Common Types of Guardrails
-
Relevance classifiers: Flag off-topic queries.
-
Safety classifiers: Detect jailbreaks or prompt injection attempts.
-
PII filters: Prevent exposure of personal data.
-
Tool safeguards: Rate tools by risk and require human approval for high-risk actions.
-
Rules-based filters: Block known bad inputs (e.g., using regex or blacklists).
-
Output validation: Ensure responses align with brand guidelines and tone.
Guardrails can be built as independent functions or even as agents themselves. They run in parallel with the main agent and trigger exceptions when violations occur.
Human-in-the-Loop
Some scenarios demand escalation. Agents should be able to:
-
Transfer control to a human agent when failure thresholds are exceeded (e.g., repeated misunderstandings).
-
Seek human approval for high-risk decisions (e.g., issuing refunds or making payments).
This not only improves safety but also helps surface edge cases that inform future iterations.
Real-World Implementation with OpenAI’s Agents SDK
The OpenAI Agents SDK provides a Python-based framework for building agents. It supports:
-
Declarative and dynamic workflows
-
Tool registration
-
Guardrail integration
-
Multi-agent orchestration
-
Run loops for continuous task execution
Here’s a simplified example:
from agents import Agent, WebSearchTool
search_agent = Agent(
name="Search Agent",
instructions="Help the user search the internet and save results.",
tools=[WebSearchTool()]
)
You can run the agent like so:
from agents import Runner, UserMessage
result = Runner.run(search_agent, [UserMessage("Find me the latest AI trends")])
Advanced patterns allow you to define manager agents, handoff tools, and guardrail-triggered escalations via clean Python APIs.
Conclusion: Start Small, Build Smart
Agents are not just an evolution of chatbots.
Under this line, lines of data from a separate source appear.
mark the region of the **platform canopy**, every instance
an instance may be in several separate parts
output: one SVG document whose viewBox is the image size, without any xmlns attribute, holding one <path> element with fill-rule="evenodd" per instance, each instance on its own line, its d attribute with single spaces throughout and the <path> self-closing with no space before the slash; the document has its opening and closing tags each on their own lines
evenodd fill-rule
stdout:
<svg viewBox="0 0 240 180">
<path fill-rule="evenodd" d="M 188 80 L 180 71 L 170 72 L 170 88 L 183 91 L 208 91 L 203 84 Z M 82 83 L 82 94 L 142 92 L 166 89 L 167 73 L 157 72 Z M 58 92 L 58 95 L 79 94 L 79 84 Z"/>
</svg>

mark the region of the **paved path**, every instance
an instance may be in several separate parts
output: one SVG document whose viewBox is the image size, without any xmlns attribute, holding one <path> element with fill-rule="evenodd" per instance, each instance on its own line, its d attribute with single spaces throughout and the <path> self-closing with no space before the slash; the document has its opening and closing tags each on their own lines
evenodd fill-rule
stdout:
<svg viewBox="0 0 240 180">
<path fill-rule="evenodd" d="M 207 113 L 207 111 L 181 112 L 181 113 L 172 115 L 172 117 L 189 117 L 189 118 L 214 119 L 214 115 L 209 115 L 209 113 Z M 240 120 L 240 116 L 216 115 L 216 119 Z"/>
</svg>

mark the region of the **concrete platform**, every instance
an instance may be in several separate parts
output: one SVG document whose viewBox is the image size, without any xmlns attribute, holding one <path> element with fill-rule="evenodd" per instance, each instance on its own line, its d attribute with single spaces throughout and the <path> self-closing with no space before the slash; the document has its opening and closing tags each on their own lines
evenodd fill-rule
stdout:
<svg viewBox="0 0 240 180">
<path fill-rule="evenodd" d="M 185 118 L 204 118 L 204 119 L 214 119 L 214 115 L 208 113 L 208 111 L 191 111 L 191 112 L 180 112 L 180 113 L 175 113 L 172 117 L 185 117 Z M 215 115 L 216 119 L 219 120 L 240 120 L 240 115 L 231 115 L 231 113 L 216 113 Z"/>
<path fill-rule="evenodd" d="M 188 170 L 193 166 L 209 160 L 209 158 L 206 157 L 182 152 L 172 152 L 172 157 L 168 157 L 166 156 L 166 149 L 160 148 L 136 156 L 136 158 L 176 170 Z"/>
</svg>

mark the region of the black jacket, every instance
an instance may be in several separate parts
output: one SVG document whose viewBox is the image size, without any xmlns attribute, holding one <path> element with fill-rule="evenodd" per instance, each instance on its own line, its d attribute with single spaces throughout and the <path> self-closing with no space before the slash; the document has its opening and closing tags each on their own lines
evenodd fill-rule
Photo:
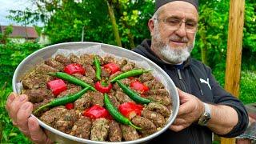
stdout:
<svg viewBox="0 0 256 144">
<path fill-rule="evenodd" d="M 133 50 L 150 59 L 162 67 L 171 78 L 176 86 L 182 90 L 198 97 L 206 103 L 221 104 L 233 107 L 238 114 L 237 126 L 222 137 L 235 137 L 242 134 L 248 125 L 247 112 L 242 103 L 225 91 L 211 74 L 211 70 L 201 62 L 189 58 L 182 67 L 161 61 L 150 50 L 150 40 L 144 40 Z M 208 84 L 209 85 L 208 85 Z M 206 126 L 193 123 L 188 128 L 174 132 L 166 130 L 150 143 L 207 144 L 212 142 L 212 131 Z"/>
</svg>

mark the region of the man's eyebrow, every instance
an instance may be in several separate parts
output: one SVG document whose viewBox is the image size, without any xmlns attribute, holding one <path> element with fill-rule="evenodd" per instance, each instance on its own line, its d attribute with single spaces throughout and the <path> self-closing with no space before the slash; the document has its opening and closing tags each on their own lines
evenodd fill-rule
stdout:
<svg viewBox="0 0 256 144">
<path fill-rule="evenodd" d="M 194 18 L 186 18 L 186 21 L 189 21 L 189 22 L 197 22 L 197 21 Z"/>
</svg>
They’re intelligent, autonomous systems that can transform entire workflows. However, they come with complexity. The best path to adoption is:
-
Start with one capable agent and simple tools.
-
Validate real-world behavior through tests and early users.
-
Layer in guardrails and escalation paths to ensure reliability.
-
Expand gradually into multi-agent systems only as complexity demands it.
By following the practical frameworks in OpenAI’s guide, product teams can build agents that are not only smart but safe, scalable, and aligned with real business value.